HHS puts Zika vaccine on fast track
The Department of Health and Human Services has signed an $8.2 million contract with Cambridge, Mass.-based Moderna Therapeutics to speed what it calls a “novel vaccine” to stop the Zika virus.
The funding of Moderna’s work comes just days after HHS announced that it would give the Takeda Group in Japan $20 million to accelerate its work developing a Zika vaccine.
Takeda’s funding goes toward enabling it to prepare for a new drug application and, if all goes well, begin clinical trials as early as next year, while Moderna’s focus is on using messenger RNA technology.
Messenger RNA, or mRNA, is a molecule that carries specific genetic codes to parts of the cell. This type of vaccine uses messenger RNA containing the genetic sequence of the Zika virus to generate an immune response in people.
Producing vaccines from this type of technology is rapid compared to other vaccine technologies that require the growth and purification of a weakened or inactive virus, HHS officials noted.
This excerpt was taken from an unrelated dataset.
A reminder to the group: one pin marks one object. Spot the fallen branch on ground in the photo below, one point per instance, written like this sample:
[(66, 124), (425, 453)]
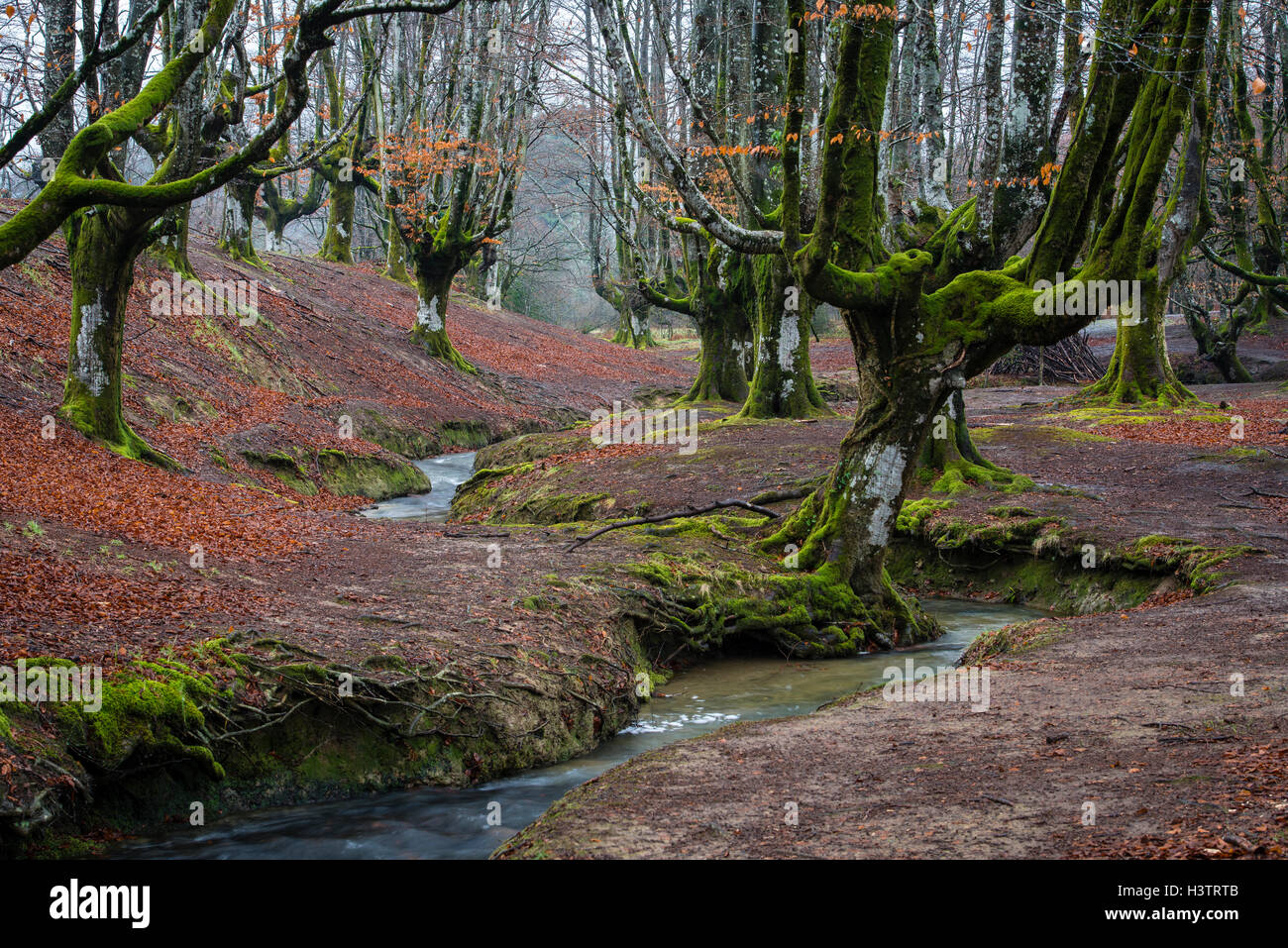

Moderna is designing its mRNA vaccine to be easy to administer without any specialized delivery devices.
ASPR’s Biomedical Advanced Research and Development Authority will provide technical assistance, oversight, and funding.
“BARDA is taking a three-pronged approach to combat Zika, developing vaccines, diagnostics, and technologies that will protect the blood supply,” Richard Hatchett, MD, acting director of BARDA, said in a statement. “The agreement with Moderna expands and diversifies our portfolio of candidate vaccines and improves our chances of having a vaccine to provide protection to people and halt the spread of the Zika virus.”
Under the four-year agreement, BARDA will support a Phase 1 clinical trial, toxicology studies, vaccine formulation, and manufacturing.
If additional funding is identified the agreement could be extended to five years and a total of $125.5 million to support Phase 2 and 3 clinical trials, as well as large-scale manufacturing.
Including today’s award, BARDA has obligated all of the $85 million in funds reprogrammed for Zika work that it received in April.